– Но почему же все-таки принято этой штучкой брезговать?
– Ну, это как рабочий – сам красивый, но заляпанный. В ребенке же ничего не противно. И в себе. А ты сразу и я, и ребенок. И Он ребенок – смотри, какой неугомонный! Спать сейчас же!
– Тебя собственная собака не слушается, а ты вздумала… А за упоминание Ершова я тебя, пожалуй, изнасилую.
– Тебе же нельзя, что доктор Ершиков скажет?..
– Не вертись!
– Ишь как по-хозяйски.. б-больно!..
– Отлично, имитация дефлорации… Терпи, коза, думаешь, мне не больно? – Пушистый волдырь был мне как родной.
Я рычал от раскаленной ломоты и торжества, но заключительный ожог заставил меня целую минуту грызть собственное предплечье.
Оплодотворять кипятком – это еще более страстно, чем…

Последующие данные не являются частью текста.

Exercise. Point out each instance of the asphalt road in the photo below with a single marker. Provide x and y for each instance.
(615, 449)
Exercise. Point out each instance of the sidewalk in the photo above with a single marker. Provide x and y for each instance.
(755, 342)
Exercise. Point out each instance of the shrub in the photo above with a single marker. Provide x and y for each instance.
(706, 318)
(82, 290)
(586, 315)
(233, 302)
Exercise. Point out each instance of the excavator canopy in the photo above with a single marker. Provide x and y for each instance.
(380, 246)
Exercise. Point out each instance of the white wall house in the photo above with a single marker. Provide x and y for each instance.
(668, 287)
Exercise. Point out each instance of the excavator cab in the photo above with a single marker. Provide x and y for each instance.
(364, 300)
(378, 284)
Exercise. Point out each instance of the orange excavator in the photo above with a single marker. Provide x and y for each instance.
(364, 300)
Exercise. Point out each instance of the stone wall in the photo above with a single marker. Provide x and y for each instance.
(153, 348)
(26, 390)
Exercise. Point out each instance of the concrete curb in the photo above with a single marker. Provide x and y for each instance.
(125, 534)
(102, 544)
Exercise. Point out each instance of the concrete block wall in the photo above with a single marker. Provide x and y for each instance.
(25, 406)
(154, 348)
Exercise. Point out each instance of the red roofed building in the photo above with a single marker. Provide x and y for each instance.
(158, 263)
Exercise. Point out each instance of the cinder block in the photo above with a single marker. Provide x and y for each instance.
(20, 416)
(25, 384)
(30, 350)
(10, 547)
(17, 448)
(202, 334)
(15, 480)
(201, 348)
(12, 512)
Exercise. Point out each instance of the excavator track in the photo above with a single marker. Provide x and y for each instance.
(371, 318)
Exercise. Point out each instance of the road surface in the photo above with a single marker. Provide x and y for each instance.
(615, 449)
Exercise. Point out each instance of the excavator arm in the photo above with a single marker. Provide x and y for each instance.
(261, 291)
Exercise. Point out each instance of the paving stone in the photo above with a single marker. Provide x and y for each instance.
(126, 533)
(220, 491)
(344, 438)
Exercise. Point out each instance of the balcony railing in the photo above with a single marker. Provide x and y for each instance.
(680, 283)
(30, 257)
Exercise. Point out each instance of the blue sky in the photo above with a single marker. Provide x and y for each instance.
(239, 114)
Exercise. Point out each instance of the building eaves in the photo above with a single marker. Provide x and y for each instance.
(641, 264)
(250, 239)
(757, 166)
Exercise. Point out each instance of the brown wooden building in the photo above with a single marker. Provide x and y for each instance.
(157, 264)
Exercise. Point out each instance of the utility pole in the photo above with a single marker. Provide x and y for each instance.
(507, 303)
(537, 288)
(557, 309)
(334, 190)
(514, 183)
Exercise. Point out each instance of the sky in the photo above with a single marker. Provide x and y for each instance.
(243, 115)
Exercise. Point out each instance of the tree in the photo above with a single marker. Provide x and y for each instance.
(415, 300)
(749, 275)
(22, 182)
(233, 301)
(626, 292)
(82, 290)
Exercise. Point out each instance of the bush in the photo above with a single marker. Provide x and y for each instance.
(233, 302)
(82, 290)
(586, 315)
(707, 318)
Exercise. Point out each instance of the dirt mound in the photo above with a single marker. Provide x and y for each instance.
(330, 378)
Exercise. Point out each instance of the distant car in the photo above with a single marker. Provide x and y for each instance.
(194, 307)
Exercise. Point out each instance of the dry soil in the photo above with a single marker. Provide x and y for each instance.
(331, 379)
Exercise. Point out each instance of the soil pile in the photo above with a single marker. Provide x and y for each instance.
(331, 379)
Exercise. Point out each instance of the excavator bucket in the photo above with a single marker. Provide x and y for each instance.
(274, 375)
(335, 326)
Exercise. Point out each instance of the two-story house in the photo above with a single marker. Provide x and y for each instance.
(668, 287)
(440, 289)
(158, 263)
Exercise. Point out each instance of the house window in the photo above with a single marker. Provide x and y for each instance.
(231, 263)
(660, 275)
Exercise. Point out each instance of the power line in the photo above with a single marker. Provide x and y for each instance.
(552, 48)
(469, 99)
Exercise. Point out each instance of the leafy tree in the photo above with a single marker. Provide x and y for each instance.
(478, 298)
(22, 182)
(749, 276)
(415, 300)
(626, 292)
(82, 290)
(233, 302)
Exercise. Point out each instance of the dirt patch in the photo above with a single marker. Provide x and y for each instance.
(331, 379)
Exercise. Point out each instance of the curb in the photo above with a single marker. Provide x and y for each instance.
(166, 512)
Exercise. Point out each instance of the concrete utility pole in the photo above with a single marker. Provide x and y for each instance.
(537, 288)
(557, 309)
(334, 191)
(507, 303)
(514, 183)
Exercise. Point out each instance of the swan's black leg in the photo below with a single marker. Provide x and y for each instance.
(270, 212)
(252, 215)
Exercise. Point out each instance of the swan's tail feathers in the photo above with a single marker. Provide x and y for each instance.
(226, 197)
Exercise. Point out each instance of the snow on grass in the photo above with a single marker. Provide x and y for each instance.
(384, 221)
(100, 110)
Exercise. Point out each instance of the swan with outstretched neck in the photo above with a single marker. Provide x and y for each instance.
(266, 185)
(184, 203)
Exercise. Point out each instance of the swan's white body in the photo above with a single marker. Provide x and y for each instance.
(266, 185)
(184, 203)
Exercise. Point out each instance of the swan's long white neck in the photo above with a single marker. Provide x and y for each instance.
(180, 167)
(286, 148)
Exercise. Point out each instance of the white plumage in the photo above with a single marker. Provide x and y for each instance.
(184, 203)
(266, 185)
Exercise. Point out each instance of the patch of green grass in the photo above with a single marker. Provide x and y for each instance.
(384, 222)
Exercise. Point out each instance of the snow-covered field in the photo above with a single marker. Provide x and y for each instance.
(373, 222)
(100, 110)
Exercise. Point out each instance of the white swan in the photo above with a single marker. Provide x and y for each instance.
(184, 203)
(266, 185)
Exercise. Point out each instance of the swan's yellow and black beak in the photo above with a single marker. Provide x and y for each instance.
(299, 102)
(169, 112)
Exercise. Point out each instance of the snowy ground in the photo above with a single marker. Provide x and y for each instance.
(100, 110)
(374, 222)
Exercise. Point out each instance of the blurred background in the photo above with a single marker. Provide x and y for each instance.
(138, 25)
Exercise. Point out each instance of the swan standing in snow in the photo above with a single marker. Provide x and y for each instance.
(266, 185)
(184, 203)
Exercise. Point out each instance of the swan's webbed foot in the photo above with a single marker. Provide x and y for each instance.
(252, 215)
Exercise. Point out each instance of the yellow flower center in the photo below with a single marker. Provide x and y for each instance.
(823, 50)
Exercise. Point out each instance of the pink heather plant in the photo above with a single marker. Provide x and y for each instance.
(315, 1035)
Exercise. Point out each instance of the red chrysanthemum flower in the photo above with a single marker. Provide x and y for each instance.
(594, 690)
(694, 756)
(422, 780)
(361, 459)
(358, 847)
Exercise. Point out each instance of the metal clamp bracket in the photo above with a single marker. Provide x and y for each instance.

– Ванна! – вдруг охнула она.
Когда я доковылял следом, придерживая ошпаренные части, она, перевесившись, вытаскивала пробку, – кошмар, чуть не залили чужую… – я поспешил отвести глаза: я был еще не готов созерцать эти тайны, мудро сокрытые от смертных.
Ну разве не обидно, что и у богинь все такое же?
Она выпрямилась, увидела меня.
– Никак не могу привыкнуть, что ты такой красивый – и мне принадлежишь!
– Обалдеть – и меня можно назначить в красавцы…
– Красавец и красивый – это разные вещи. Я так бы хотела от тебя ребенка!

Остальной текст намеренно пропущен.